Storage, usage, and Git practices


We maintain a structured, auditable setup for managing all data, source code, and project files. This approach balances local development flexibility with reliable centralised storage and offsite backup.

Daily work happens in ~/so, versioned with Git and synced to the NAS. Snapshots and offsite backups run in the background. Large datasets stay on the NAS with high-speed link if required. Very large data is processed on HPC. This page explains how the system works and how to use it.


Working directory: ~/so

Each team member works locally in the ~/so directory, which is two-way synced with the NAS path /volume1/so. This pulls in source code, documents, releases, test datasets, and other active materials.
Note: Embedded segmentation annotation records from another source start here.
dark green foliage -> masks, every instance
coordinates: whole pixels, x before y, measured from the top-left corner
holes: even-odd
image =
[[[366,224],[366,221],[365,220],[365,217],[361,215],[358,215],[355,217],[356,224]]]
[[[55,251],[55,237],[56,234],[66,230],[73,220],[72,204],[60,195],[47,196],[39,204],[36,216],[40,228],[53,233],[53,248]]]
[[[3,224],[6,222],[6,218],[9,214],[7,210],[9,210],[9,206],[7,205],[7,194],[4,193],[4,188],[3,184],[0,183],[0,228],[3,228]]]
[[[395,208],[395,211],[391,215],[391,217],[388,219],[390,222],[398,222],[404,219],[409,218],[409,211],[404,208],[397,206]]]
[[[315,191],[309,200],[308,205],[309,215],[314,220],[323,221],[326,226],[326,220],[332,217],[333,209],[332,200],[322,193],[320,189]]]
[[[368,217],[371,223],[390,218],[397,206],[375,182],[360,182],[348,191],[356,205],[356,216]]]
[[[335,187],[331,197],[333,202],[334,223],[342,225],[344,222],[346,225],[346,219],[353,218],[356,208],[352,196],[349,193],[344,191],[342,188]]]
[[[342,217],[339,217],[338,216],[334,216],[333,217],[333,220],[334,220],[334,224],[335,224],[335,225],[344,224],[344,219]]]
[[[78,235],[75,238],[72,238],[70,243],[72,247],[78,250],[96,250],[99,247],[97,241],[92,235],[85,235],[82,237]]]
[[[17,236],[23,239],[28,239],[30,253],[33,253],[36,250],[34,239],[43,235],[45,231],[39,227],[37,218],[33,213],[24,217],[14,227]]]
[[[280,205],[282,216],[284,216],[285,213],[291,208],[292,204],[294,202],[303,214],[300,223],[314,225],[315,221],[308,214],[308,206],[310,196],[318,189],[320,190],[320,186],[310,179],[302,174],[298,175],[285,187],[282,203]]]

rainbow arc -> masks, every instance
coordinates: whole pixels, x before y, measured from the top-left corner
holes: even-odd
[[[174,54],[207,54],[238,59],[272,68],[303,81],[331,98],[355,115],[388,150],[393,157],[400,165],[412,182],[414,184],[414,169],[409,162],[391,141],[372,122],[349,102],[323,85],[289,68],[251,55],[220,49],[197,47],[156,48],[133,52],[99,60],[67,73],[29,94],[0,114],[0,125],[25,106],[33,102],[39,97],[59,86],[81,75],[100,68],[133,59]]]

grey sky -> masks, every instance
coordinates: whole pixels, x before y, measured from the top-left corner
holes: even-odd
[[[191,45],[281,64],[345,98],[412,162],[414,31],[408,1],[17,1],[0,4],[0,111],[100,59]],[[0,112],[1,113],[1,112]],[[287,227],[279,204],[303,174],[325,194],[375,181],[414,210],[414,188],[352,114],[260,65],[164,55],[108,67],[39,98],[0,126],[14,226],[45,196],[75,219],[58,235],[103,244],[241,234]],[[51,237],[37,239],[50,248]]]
  • ✅ Synced with offsite and cloud backups
  • ✅ Synced bidirectionally between local and NAS
  • ✅ Suitable for day-to-day development and collaboration
  • ⚠️ Deletions are propagated across systems
  • ❌ Snapshots with NAS but are not synced back to local machines

Typical synced structure:

~/so/
├── src/
├── docs/
├── release/
├── netlify-backend/
├── media/
├── org/
└── web/

Central NAS data store: /volume1/data_big

Large static datasets, reference genomes, media assets, and derived outputs are stored exclusively on the NAS under /volume1/data_big. These are not included in sync operations and must be accessed over the network.
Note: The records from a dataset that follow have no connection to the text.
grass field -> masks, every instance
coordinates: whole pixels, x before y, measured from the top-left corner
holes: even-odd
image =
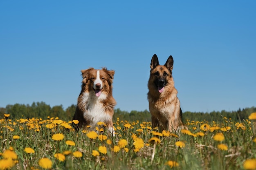
[[[102,122],[96,133],[75,131],[72,121],[58,117],[11,116],[0,119],[0,170],[256,168],[253,120],[187,120],[189,130],[175,134],[152,129],[149,122],[117,118],[112,137]]]

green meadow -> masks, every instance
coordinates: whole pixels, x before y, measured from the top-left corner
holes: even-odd
[[[0,170],[255,169],[255,115],[239,122],[186,120],[189,130],[178,134],[117,118],[112,136],[102,122],[96,131],[76,131],[58,117],[4,114]]]

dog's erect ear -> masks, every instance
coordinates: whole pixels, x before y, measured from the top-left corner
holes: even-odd
[[[173,57],[171,55],[170,55],[164,66],[168,68],[168,70],[171,71],[173,70]]]
[[[155,68],[155,67],[159,65],[159,62],[158,62],[158,58],[156,54],[154,54],[152,57],[151,59],[151,63],[150,64],[150,68],[152,69]]]
[[[83,77],[82,82],[83,83],[86,83],[86,82],[87,81],[87,78],[88,77],[89,72],[90,70],[93,69],[93,68],[90,68],[86,70],[81,70],[81,72],[82,72],[82,77]]]

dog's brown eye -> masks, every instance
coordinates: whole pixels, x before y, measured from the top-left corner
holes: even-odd
[[[158,71],[157,71],[154,73],[154,75],[159,75],[159,73],[158,73]]]

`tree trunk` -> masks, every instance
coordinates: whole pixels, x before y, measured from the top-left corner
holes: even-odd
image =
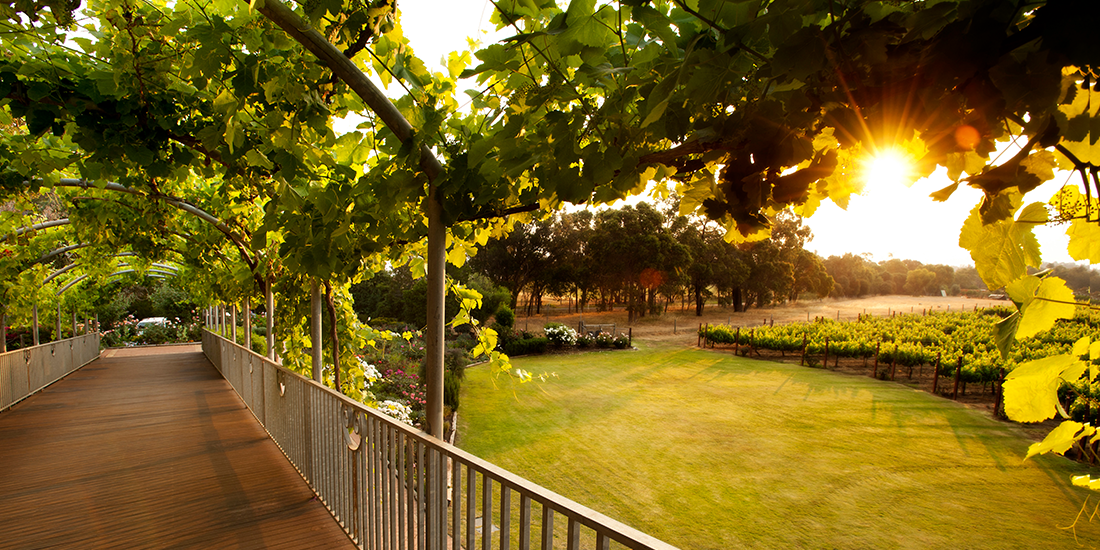
[[[324,301],[329,306],[329,337],[332,339],[332,371],[336,373],[336,391],[343,393],[340,385],[340,334],[337,332],[337,306],[332,300],[332,283],[324,282]]]

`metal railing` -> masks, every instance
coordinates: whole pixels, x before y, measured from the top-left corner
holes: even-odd
[[[361,548],[673,550],[210,331],[202,350]]]
[[[99,356],[99,332],[0,354],[0,410]]]

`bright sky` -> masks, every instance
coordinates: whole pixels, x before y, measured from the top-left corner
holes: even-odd
[[[493,10],[488,0],[402,0],[398,7],[405,35],[429,70],[443,72],[440,59],[452,51],[464,50],[466,36],[487,44],[513,34],[486,34],[494,31],[488,22]],[[1065,182],[1065,174],[1059,175],[1030,193],[1027,202],[1048,200]],[[870,253],[876,262],[899,257],[925,264],[970,265],[970,255],[959,248],[958,235],[981,193],[960,186],[946,202],[928,197],[949,184],[942,170],[912,187],[898,182],[868,185],[862,196],[853,197],[847,211],[826,202],[806,219],[814,233],[807,249],[824,257],[851,252]],[[1072,262],[1066,253],[1065,227],[1037,228],[1035,232],[1045,262]]]

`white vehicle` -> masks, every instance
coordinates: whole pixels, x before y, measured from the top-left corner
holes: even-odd
[[[161,327],[167,327],[168,326],[168,319],[164,318],[164,317],[146,317],[146,318],[138,321],[138,332],[141,332],[141,331],[145,330],[146,327],[152,327],[154,324],[157,324],[157,326],[161,326]]]

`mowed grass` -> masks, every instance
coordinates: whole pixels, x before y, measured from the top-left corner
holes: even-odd
[[[1008,422],[888,382],[639,345],[514,360],[548,383],[470,369],[459,446],[685,550],[1100,544],[1100,518],[1060,529],[1089,495],[1070,475],[1100,472],[1023,461]]]

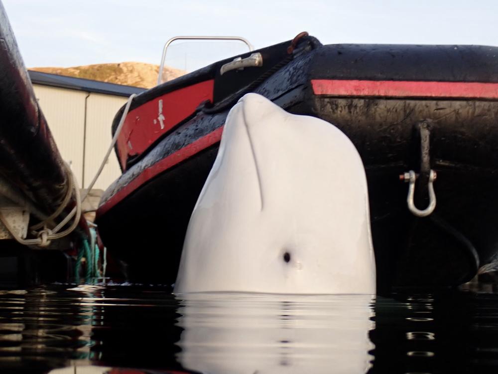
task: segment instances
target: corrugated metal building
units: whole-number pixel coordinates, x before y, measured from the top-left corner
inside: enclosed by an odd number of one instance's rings
[[[29,71],[36,98],[62,158],[79,186],[88,186],[112,140],[118,110],[143,88]],[[120,175],[114,152],[94,186],[105,189]]]

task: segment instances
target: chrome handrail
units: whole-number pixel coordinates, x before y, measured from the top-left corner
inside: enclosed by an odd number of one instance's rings
[[[252,45],[247,39],[242,36],[174,36],[166,42],[164,47],[162,49],[162,56],[161,57],[161,64],[159,65],[159,74],[157,76],[157,84],[160,84],[162,83],[162,72],[164,68],[164,60],[166,59],[166,50],[171,43],[179,39],[187,40],[240,40],[248,46],[249,52],[254,50]]]

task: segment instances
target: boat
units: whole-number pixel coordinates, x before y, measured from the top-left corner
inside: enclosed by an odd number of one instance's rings
[[[96,222],[130,279],[174,281],[227,114],[249,92],[333,124],[356,147],[378,290],[458,285],[498,260],[498,47],[322,45],[303,32],[159,84],[117,114],[123,174]]]
[[[81,208],[0,2],[0,286],[72,278],[91,235]]]

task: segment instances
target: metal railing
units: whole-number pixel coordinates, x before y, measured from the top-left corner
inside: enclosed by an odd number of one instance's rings
[[[159,68],[159,75],[157,76],[157,84],[162,83],[163,70],[164,68],[164,60],[166,59],[166,52],[168,47],[175,40],[239,40],[246,44],[249,48],[249,51],[254,50],[254,47],[249,41],[241,36],[174,36],[171,38],[164,44],[162,49],[162,56],[161,57],[161,64]]]

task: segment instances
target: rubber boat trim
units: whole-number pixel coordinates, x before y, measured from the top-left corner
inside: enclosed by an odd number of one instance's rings
[[[317,95],[498,99],[498,83],[312,79],[311,85]]]
[[[211,147],[221,140],[223,132],[223,126],[221,126],[209,134],[199,138],[194,142],[176,152],[165,157],[155,164],[144,170],[129,183],[115,193],[109,200],[101,205],[97,211],[97,215],[101,216],[116,205],[134,190],[163,172],[184,161],[201,151]]]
  • ✅ Accessible via LAN, mount, or SSH
  • ❌ Not auto synced to desktop
  • ✅ Snapshotted for recovery

Example layout:

/volume1/data_big/
├── data/
├── db/
├── davinci_video_production/
├── ollama/
└── #recycle/

Snapshots

Snapshots are created automatically on the NAS once per month and retained by count (not date). These are lightweight, incremental, and only use additional space when files are changed or deleted.

  • ✅ Stored locally on NAS (.snapshot or @snapshot)
  • ✅ Recoverable even if files are deleted from both NAS and local sync
  • ❌ Not visible or synced to local machines

To recover a file manually:

cp /volume1/so/.snapshot/snapshot_20250701/docs/notes/overview.md /volume1/so/docs/notes/

Git version control

All source code, structured documents, and defined project datasets are versioned in Git. Repositories are linked to the GitHub organisation for traceability and reproducibility. A set of shared scripts helps validate Git usage across the entire ~/so tree.
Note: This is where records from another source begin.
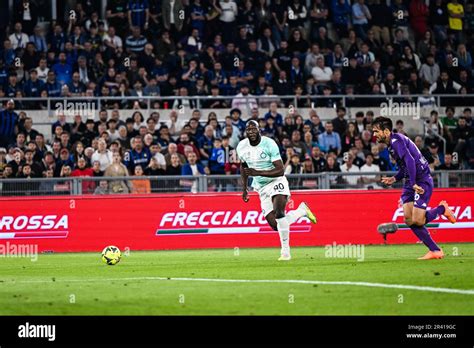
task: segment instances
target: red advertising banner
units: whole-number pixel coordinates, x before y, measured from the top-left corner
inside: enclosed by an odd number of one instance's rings
[[[307,202],[318,218],[291,225],[292,246],[381,244],[377,226],[395,222],[389,244],[414,243],[404,226],[398,190],[294,191],[288,210]],[[448,201],[458,222],[439,217],[429,225],[437,242],[474,242],[473,189],[437,189],[432,206]],[[255,193],[0,199],[0,243],[38,245],[39,251],[100,251],[277,247]]]

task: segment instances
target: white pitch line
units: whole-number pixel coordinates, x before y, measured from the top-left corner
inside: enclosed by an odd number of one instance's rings
[[[474,290],[435,288],[432,286],[417,286],[403,284],[385,284],[370,282],[351,281],[325,281],[325,280],[297,280],[297,279],[217,279],[217,278],[167,278],[167,277],[131,277],[131,278],[90,278],[90,279],[56,279],[55,282],[110,282],[110,281],[133,281],[133,280],[174,280],[174,281],[194,281],[194,282],[215,282],[215,283],[277,283],[277,284],[316,284],[316,285],[346,285],[365,286],[372,288],[405,289],[427,292],[442,292],[446,294],[474,295]],[[53,283],[53,280],[20,280],[13,283]],[[5,284],[5,283],[4,283]],[[1,285],[1,283],[0,283]]]

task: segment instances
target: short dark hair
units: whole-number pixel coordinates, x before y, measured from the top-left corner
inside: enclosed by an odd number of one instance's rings
[[[372,122],[372,127],[379,127],[383,131],[388,129],[391,132],[393,129],[393,122],[388,117],[379,116]]]

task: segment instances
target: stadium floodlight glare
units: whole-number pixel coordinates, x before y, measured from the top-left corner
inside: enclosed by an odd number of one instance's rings
[[[386,222],[377,226],[377,232],[382,234],[384,244],[387,244],[387,234],[398,231],[398,225],[393,222]]]

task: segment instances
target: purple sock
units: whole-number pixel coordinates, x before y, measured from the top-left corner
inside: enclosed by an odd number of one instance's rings
[[[410,228],[413,233],[415,233],[416,236],[423,242],[423,244],[428,247],[428,249],[430,249],[431,251],[441,250],[431,238],[430,233],[428,232],[425,226],[411,225]]]
[[[428,223],[430,221],[433,221],[434,219],[436,219],[436,217],[438,215],[444,214],[444,211],[445,211],[445,209],[444,209],[444,206],[442,206],[442,205],[438,205],[434,209],[427,210],[426,211],[426,223]]]

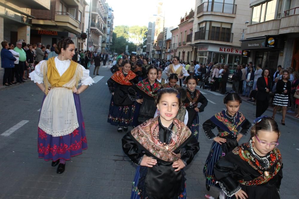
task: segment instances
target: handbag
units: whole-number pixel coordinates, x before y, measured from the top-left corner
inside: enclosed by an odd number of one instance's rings
[[[294,97],[296,99],[299,99],[299,94],[297,94],[297,92],[295,92],[294,94]]]
[[[248,82],[246,82],[246,85],[251,87],[253,86],[253,81],[251,80]]]

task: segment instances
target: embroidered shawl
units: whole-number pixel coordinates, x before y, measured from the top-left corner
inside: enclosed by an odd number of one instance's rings
[[[181,75],[182,74],[182,68],[183,68],[183,66],[181,65],[181,66],[176,70],[175,71],[174,68],[173,68],[173,64],[170,64],[170,66],[169,67],[169,73],[170,74],[173,73],[176,73],[179,76]]]
[[[197,107],[197,104],[198,104],[197,103],[197,100],[198,99],[198,98],[200,94],[200,92],[196,89],[195,89],[195,92],[196,92],[195,94],[195,97],[194,98],[194,99],[192,99],[192,98],[191,97],[191,96],[190,95],[190,93],[189,92],[188,89],[186,89],[187,99],[188,99],[190,102],[184,104],[184,105],[185,106],[185,107],[189,107],[190,106]]]
[[[147,78],[138,82],[136,84],[136,86],[147,95],[154,98],[156,96],[158,90],[161,87],[161,84],[156,80],[154,83],[153,89],[152,90],[148,78]]]
[[[251,180],[239,181],[240,183],[245,185],[258,185],[267,183],[277,174],[282,165],[281,155],[278,149],[274,148],[268,155],[262,158],[255,154],[253,150],[252,141],[251,141],[237,146],[232,151],[260,174]],[[260,164],[259,159],[266,162],[265,167]]]
[[[237,135],[240,127],[245,121],[245,117],[242,113],[238,112],[236,113],[235,124],[232,124],[228,119],[225,113],[225,110],[217,113],[210,119],[224,131],[219,135],[220,136],[224,137],[229,134]]]
[[[171,140],[168,145],[163,145],[158,139],[158,117],[150,119],[135,128],[131,131],[131,134],[137,141],[154,156],[167,162],[176,161],[181,157],[181,154],[174,154],[173,152],[191,135],[191,131],[184,122],[175,118]],[[167,146],[168,146],[168,149]]]
[[[49,84],[53,87],[65,87],[71,89],[74,87],[77,87],[82,75],[83,71],[78,63],[71,60],[69,67],[60,76],[55,65],[55,57],[51,57],[43,64],[42,67],[43,70],[44,83],[45,87],[45,92],[48,92]],[[75,79],[74,79],[74,78]],[[74,82],[74,84],[68,84],[70,81]],[[69,85],[69,84],[70,84]],[[74,84],[74,85],[73,85]]]
[[[116,71],[113,73],[111,77],[111,78],[118,84],[122,85],[131,86],[133,84],[129,81],[134,79],[136,76],[135,74],[130,70],[128,73],[127,76],[125,77],[123,73],[123,70],[121,70]]]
Example output from a Git check:

$ sh org/script/check_git_init.sh

Git repo checklist:

-- ./org                 📁 container
✅ ./org/script          🌐 git@github.com:switzerlandomics/org-script.git

-- ./docs                📁 container
✅ ./docs/notes          🌐 git@github.com:switzerlandomics/docs-notes.git
✅ ./docs/resources      🌐 git@github.com:switzerlandomics/docs-resources.git

❌ ./media               ⚠️  none
❌ ./media/house_art     ⚠️  none
sh org/script/check_git_status.sh
Checking git status for projects in ./ ...

Project: script
  Path: ~/so/org/script
  Last commit: 2025-07-16 13:56:50 +0200
  Ahead of remote by: 0 commits
  Behind remote by: 0 commits
  ⚠️  Uncommitted changes exist!

Notes:

  • ✅ All critical folders must be Git-initialised with a valid remote
  • ⚠️ Non-versioned folders are intentional (e.g. raw media or exploratory work)
  • 📁 “Container” folders group multiple Git repositories but are not tracked themselves

Connection speed

⚡ When connected via LAN1 (10GbE over Thunderbolt), /volume1/data_big provides fast access to large datasets - typically ~1 Gbps (≈110 MB/s) when using a standard Thunderbolt-to-Gigabit Ethernet adapter. This adapter caps throughput to 1 Gbps, but a true 10 GbE interface is available and supported by the NAS for significantly higher speeds if needed.

For even greater performance, our NAS supports SSDs via M.2 NVMe slots, which can be configured for high-speed caching or dedicated SSD storage volumes. This is useful for working with large datasets or video projects where read/write speed is a bottleneck.


Summary

Onsite + cloud:

PathSync’dGit-trackedSnapshottedPurpose
~/so/src/quant_dbActive source code
~/so/media/video_assetsRaw, unversioned media
/volume1/data_big/dbReference or derived datasets
.snapshot/Local to NAS for recovery only

Onsite mirrored to offsite.


This layered setup provides fast access for day-to-day work, robust backup through snapshots, and rigorous auditability through Git. All new folders intended for collaboration or long-term relevance should either be versioned in Git or stored in /volume1/data_big.